Bakemonogatari’s compositing and artwork flattens a sense of different perspectives in a ‘superflat’ manner

Both with Bakemonogatari’s superflat, schematic art and Urarara Meirochou’s equalised background and foreground, they feel very different to look at than your typical anime. That’s because most anime chase that cinematic perspective, setting your eyes up for a journey into the depths of the shot, whereas this flat compositing has your eyes drifting and meandering across the image, taking it in laterally.

Parting Words

With the healthy growth of the sakuga community over the last year or so, there has been a kind of awakening in the western anime community. Suddenly, people understand the talent behind animation and appreciate the value of creative and technically difficult movements. From my experience though, the discourse around the final presentation of an anime, the gravitas of its visual appeal, can lack the same sophistication. The visual side of anime production tends to be talked about as either ‘art’ or ‘animation’, however the overarching approach to tying the two together is just as important.

Both animation and art need to be consciously tackled with the goal of producing a sense of depth or an attractive kind of flat aesthetic, and then photography must harmonise all of the elements with well-crafted compositing. That’s how you get anime that pack the most powerful visual punch, when animation, art, 3DCG are all singing in chorus.

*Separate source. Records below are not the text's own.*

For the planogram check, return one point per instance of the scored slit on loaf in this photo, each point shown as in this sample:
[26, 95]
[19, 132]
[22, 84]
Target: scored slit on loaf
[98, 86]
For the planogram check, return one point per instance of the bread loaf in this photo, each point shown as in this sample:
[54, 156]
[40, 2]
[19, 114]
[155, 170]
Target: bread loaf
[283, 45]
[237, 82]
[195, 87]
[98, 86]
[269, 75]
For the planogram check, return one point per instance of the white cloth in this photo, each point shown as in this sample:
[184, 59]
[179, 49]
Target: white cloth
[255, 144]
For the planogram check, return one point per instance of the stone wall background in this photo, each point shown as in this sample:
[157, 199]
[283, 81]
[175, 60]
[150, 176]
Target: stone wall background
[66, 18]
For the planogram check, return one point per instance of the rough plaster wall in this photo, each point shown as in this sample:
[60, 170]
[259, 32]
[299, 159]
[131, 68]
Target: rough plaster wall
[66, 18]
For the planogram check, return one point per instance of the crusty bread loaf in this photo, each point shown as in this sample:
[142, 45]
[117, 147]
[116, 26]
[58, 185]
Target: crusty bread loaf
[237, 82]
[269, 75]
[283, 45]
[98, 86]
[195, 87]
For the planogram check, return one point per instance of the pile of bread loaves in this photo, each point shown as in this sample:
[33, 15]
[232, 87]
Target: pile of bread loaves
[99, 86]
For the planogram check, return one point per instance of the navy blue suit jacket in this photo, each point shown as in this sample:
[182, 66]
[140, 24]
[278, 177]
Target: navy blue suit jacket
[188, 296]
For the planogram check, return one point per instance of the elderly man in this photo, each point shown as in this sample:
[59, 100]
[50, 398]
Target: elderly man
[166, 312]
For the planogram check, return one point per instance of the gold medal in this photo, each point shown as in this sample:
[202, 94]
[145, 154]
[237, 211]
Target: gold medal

Frankly, this is where the role of the director steps into the limelight. With the sakuga communities’ general focus on key animation, it may often seem as though the director is more of a paper-pushing producer than anything else. However, the best directors can exert their creative power by harnessing all of these elements to reach a final vision for the visuals.

If anything, I hope this post might prompt someone to think further about the interplay between art, animation and photography rather than focusing on them independantly.